« Il faut arrêter les jeux ! » Après l’annonce ce lundi du départ d’Amel Zenati de la liste “Vivre unis à Échirolles” et de son soutien à Amandine Demore, Laëtitia Rabih n’a pas manqué de réagir. « Je veux déjà rappeler comment Amel Zenati est arrivée avec nous. Elle n’a pas fait partie des socialistes choisis pour figurer à Grenoble sur la liste de Laurence Ruffin. Elle a appelé Christophe Ferrari parce qu’elle cherchait une place et il l’a naturellement orientée vers nous, puisqu’elle habite Échirolles. Nous l’avons accueillie avec bienveillance et elle est arrivée à un moment où le travail avait déjà bien avancé. Elle souhaitait aussi une place d’adjointe, fléchée Métropole ».

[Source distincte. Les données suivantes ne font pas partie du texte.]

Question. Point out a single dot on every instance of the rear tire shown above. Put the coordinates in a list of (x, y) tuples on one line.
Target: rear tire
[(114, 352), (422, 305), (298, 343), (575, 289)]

Alors qu’Amel Zenati estime n’avoir pas eu accès aux éléments programmatiques qu’elle aurait souhaités, Laëtitia Rabih répond que si, « elle a eu des éléments, notamment sur les choix budgétaires. Ce qu’elle dit est faux. J’ai pu faire preuve de prudence sur certaines choses confidentielles après ce qu’il s’est passé avec MM. Blache et Serrag , (qui sont partis rejoindre la maire sortante, NDLR), mais elle n’a pas été privée d’informations et a rencontré les gens au fur et à mesure ».

Pour l’Échirolloise, « tenir les propos qu’elle tient c’est venir nous défoncer, nous casser du sucre sur le dos et jouer d’une manière pas très claire ».

Sur le sujet de la sécurité, « oui on le traite, mais on traite aussi le reste. Oui, on pense qu’il faut de vrais moyens supplémentaires et ça ne fait pas de nous d’horribles personnes de droite comme elle le laisse entendre ».

Et Laëtitia Rabih de répondre dans la foulée au PCF isérois, soutien de la liste d’Amandine Demore : « Contrairement à ce qu’ils disent, il n’y a pas de ralliement d’une partie des candidats de la liste de droite qui s’est retirée, avec notre équipe. David Vignon n’en fait pas partie, pas plus que ceux qui ont été investis par le MoDem et LR. Il n’y a pas d’union ! Il faut arrêter de déformer les choses. Nous menons une campagne propre, sans attaque frontale. Nous ne sommes pas en guerre. Ce qui se passe est démesuré et pas digne du débat démocratique », estime la candidate.